Luke 14:25-27
The hard truths of God’s Word are often illuminated and softened by the hard times in life. Beautiful relevance is bestowed through difficult experience.
So many times I read these verses and wondered what in the world Jesus met when He said I must hate my parents and brothers to be His disciple, when He also called me to love them. How is it even possible? To hate and love? Then I heard a pastor explain it in this way: Christ is so beautiful and captivating in the eyes of His disciple that all his other affections pale in comparison –so that even in loving them well, they seem hated in contrast to the disciple’s devotion to Christ. Many missionaries bore this truth as they grieved more than one death of a child on the mission field. They loved their sweet children dearly, to be sure, but they found Christ infinitely worthy of risking, and losing, their beloveds’ lives for His love to be proclaimed to some remote tribe in Kenya. Even today, believers in China, Turkey, Vietnam, choose to follow Christ, knowing full well persecution of their loved ones will likely be a direct result of that decision. Christians across the globe, across time, choose the glory of Christ over the safety, comfort, lives, of those they love most on this earth. And the world blindly calls it hate.
It sort of made sense for missionaries in unreached lands and believers in hostile countries. I mean, isn’t that kind of in their job description? But I never really knew how it worked for a farm-girl-turned-teacher in Northwest Kansas. I didn’t fully grasp how it’s in my job description, too. Until recently…
I won’t pretend that my situation is remotely close to cradling your baby girl in your arms as she dies, or holding your spouse’s gaze as he is shot, or feeling your friend’s hand slip from your fingers as she is taken to prison. But I also won’t feign comfort in loss. I know the agony of choosing to love Christ and His Word when it will dim your love for another to a perceived shade of hate. I know the anguish of that temporal minute, day, month, year, when your heart is achingly pressed in the knowledge of causing another pain. There is no skirting the issue: it hurts. A lot.
So, how does one take that plunge? And why? The answer is simple: Christ did.
For a sinner such as I, Christ dethroned Himself from greatness and grandeur and took the form of a vulnerable infant, needing someone to care for His basic needs. He lived most of His life as a regular guy. Then one day, the contrast amplified: instead of being hailed in heaven, He was beaten on earth. Spit fell on His ears instead of praise. Mockery was spoken instead of adulation. Thorns were placed on His head instead of gold. And the King of Kings, who “upholds the universe by the word of his power,” allowed Himself to be nailed to a cross and crucified. As the old hymn rings, “Jesus paid it all, all to Him I owe. Sin had left a guilty stain.
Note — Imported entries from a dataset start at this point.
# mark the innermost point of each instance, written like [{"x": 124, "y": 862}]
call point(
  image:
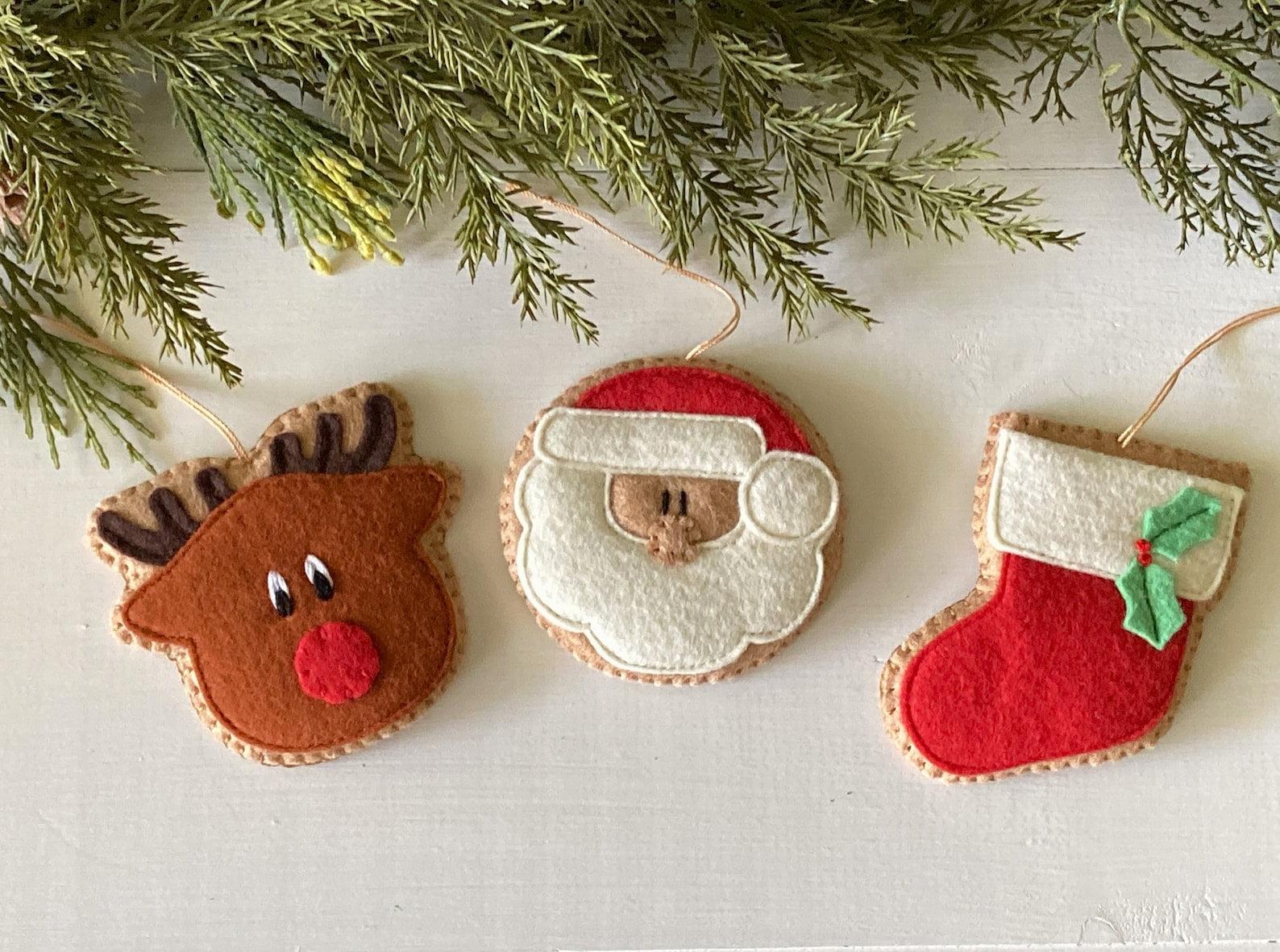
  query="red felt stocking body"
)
[
  {"x": 1099, "y": 563},
  {"x": 1042, "y": 671}
]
He washed it white as snow.” By His wounds, I am healed. In His resurrection, I have hope.Have this mind among yourselves, which is yours in Christ Jesus, who, though he was in the form of God, did not count equality with God a thing to be grasped, but made himself nothing, taking the form of a servant, being born in the likeness of men. And being found in human form, he humbled himself by becoming obedient to the point of death, even death on a cross.
Philippians 2:5-8
The logistics of reaching such a conclusion are simple: I could not give Him up. I could not choose securing the love of another over holding fast the eternal Love which is mine in Christ Jesus. Whenever I even began to contemplate the grand alternative (and it was grand), my mind couldn’t get past Him. Jesus, my Love in relational duress. The Lord, my Provider in financial hardships. The Word, my Refuge in overwhelming emotional tumult. My God, the Known in all my unknowns. My Truth. My Life. In every storm and trial and pain, Christ alone was my Rock. And it wasn’t because I did a good job trusting Him but because He is steadfastness. One cannot just walk away from that kind of constancy. One cannot turn her back on Him who is called Faithful and True. One cannot doubt the blessed promises of Him who has proven Himself over and over and over again.
No, don’t be confused. Such a heavy choice was not possible by my own abilities. I love only because He first loved me. By mercy, I am humbly, gratefully, captivated.